The patient may wish to get more if:

• there are multiple high-risk features (e.g., GS9-10, PSA>20, T3/4, PNI, rare histology, genomic risk)
• there is suspicion of lymph node metastases, especially from advanced PET scans
• side effects are very tolerable

The patient may wish to get less if:

• there are lower risk features (e.g., GS 6-8, PSA<10, T2, no genomic risk)
• advanced PET scans (Axumin or PSMA) are negative
• side effects are onerous
• treatment is entirely extremely hypofractionated (HDR brachy or SBRT monotherapy)
• an additional systemic treatment (e.g., docetaxel, Zytiga, Xtandi, Erleada, or Nubiqa) is used experimentally

In an earlier observational meta-analysis (see this link), adjuvant ADT did not seem to add benefit to brachy boost therapy. This once again shows the limitation of observational studies. Only randomized clinical trials can provide the definitive proof we desire for decision-making.

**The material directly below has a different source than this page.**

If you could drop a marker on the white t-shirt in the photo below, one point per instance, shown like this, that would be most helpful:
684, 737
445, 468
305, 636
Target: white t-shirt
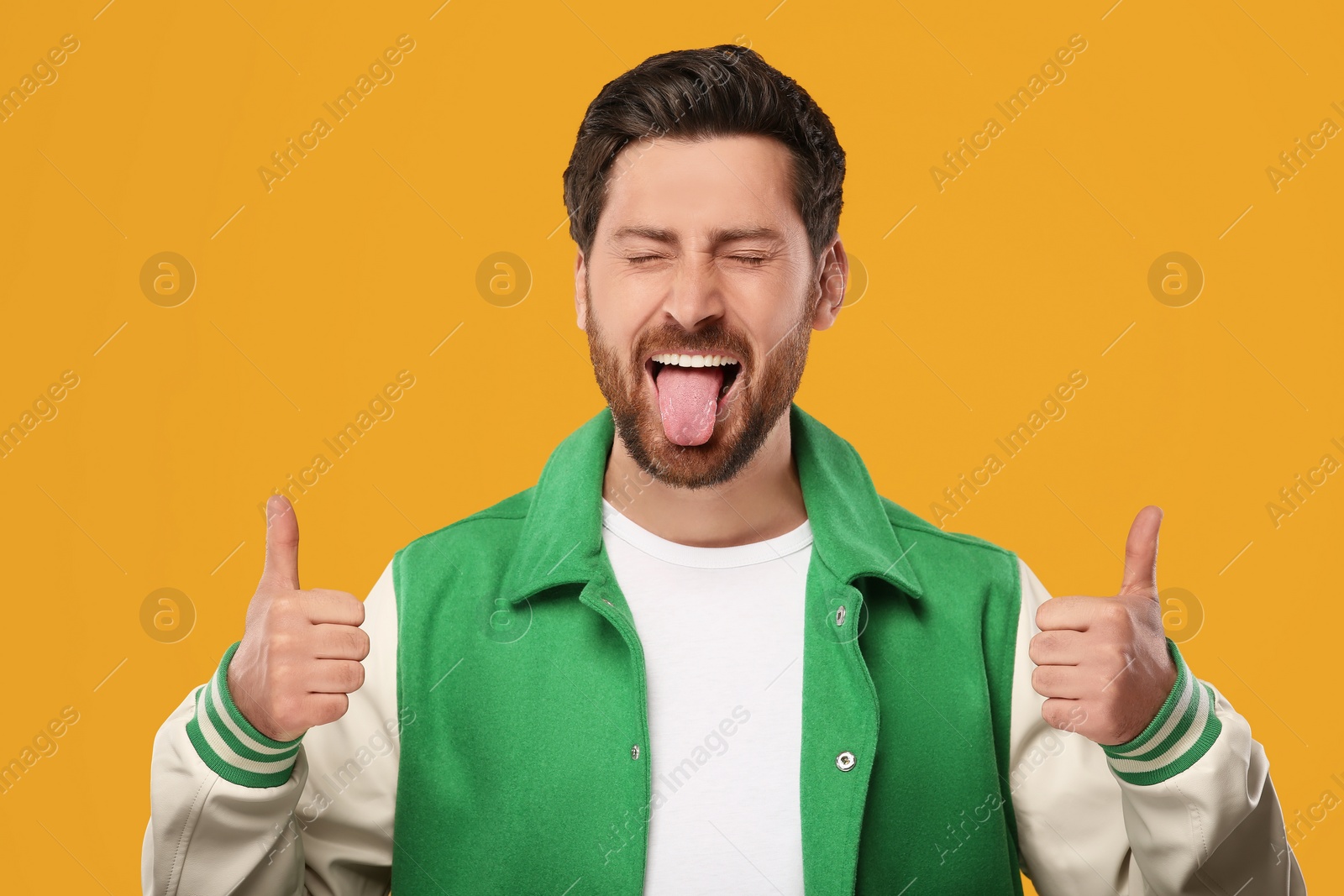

Some patients think they can delay the transition to castration-resistance by eliminating or reducing the amount of ADT used with their RT. This shows that does not happen. Castration resistance is a consequence of genomic breakdown that always occurs as the cancer evolves. It may be facilitated by eliminating the hormone-sensitive cells and leaving only castration-resistant cells (this is called "competitive release"). By eliminating cancer cells as early as possible (before metastases have been detected) using HDRBBT and long-term adjuvant ADT, there is an opportunity to cure the disease. We are learning that cancer cells signal other cancer cells via extracellular vesicles to become like them. Even if it does not cure the patient, the profound reduction of the cancer load has a bigger effect on castration resistance than drug resistance does. This phenomenon was also noted in the TOAD randomized clinical trial (see this link). After there are metastases, an "evolutionary" personalized strategy (like this one) may be preferable.